We could rewrite it this way:
main() {
let v = vec![10, 4, -3]; // v belongs to main.
print_first_value(v) { // Transfer of ownership.
println!("{}", v[0]); // v belongs to print_first_value.
} // v goes out of scope.
// Trying to access v, which has gone out of scope.
println!("{}", v[0]);
}
There's definitely more to Ownership, but even in this small example, we can see how it helps keeps your code honest; your functions can change what they own without worrying about weird side effects.
However, there may be moments when you may want to perform several operations on the same value or collection. If each function takes ownership of your value, then how can you chain operations on it? This is where Borrowing comes in.
Borrowing
If I wanted to perform several operations on v
then I would let my functions borrow the value in v
.
// I know this example is contrived.
fn print_first_value(vector: &Vec<i32>) {
println!("{}", vector[0]);
}
fn print_size(vector: &Vec<i32>) {
println!("The size of my vector is: {}", vector.len())
}
fn main() {
let v = vec![10, 4, -3];
print_first_value(&v);
print_size(&v)
println!("{}", v[0]);
}
Using the &
operator, I can pass a reference to v
into print_first_value()
and print_size()
. Since both functions are borrowing the value of v
, they don't take ownership, and I'm free to continue using v
in the main()
function.
If we excluded the &
in the arguments for both functions, the compiler would throw an error. Borrowing is baked into the compiler just like Ownership, and when used in tandem, they give you more granular control of the memory in your program.
Safe concurrency
Concurrency in Rust is safe thanks to Ownership and Borrowing. Before I get into why, I want to dive a little into what concurrency means.
Sometimes you may want to split out the functionality of your code into multiple threads. Threads are independent tasks that run concurrently in a process. A process is what runs your code in the first place.

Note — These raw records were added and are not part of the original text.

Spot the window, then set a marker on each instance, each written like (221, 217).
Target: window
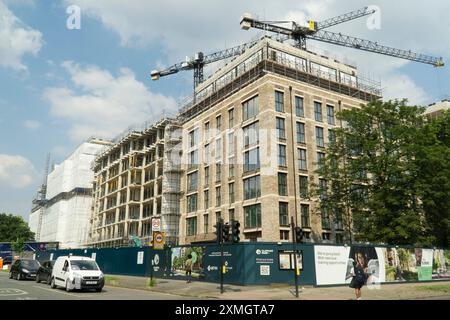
(284, 216)
(193, 159)
(325, 219)
(330, 115)
(331, 135)
(252, 216)
(207, 132)
(218, 197)
(299, 109)
(219, 148)
(279, 101)
(250, 108)
(192, 181)
(206, 199)
(231, 118)
(282, 184)
(303, 183)
(218, 124)
(302, 164)
(205, 223)
(319, 137)
(193, 138)
(206, 176)
(192, 203)
(318, 111)
(322, 189)
(231, 168)
(207, 154)
(282, 155)
(301, 132)
(218, 172)
(231, 192)
(320, 160)
(191, 226)
(231, 143)
(304, 215)
(251, 160)
(252, 188)
(251, 134)
(281, 131)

For example, you may want to write a super fast multi-threaded server. Each connection between a client and your server would live on a separate thread, while your server runs on a single process. If threads didn't exist in this example, the connections would occur sequentially, which would impact performance.
Rust gives you tools to write multi-threaded code and attempts to steer you away from common pitfalls in multi-threaded programming, including:
- Race conditions, where threads are accessing data or resources in an inconsistent order
- Deadlocks, where two threads are waiting for each other to finish using a resource the other thread has, preventing both threads from continuing
- Bugs that happen only in certain situations and are hard to reproduce and fix reliably
Source: the Rust book
The compiler's Ownership and Borrowing rules are also applied in your multi-threaded code and they prevent you from using variables that one thread has ownership of and the others do not.
Why Rust?
There were two reasons why I was drawn to Rust: (1) it's compilable to WebAssembly and (2) it's the new hotness. (I'm not ashamed to admit #2). I've wanted to mess around with WASM for a while so I've started a very small project called Synesthete.
Like the name suggests it's about synesthesia, particularly seeing colors when visualizing numbers. Still need to design it, but the general idea is you'd map all digits (0-9) to a color, type out a bunch of random numbers, and see what it looks like with the palette you chose.
This is probably not the use case for WASM but no one can stop me.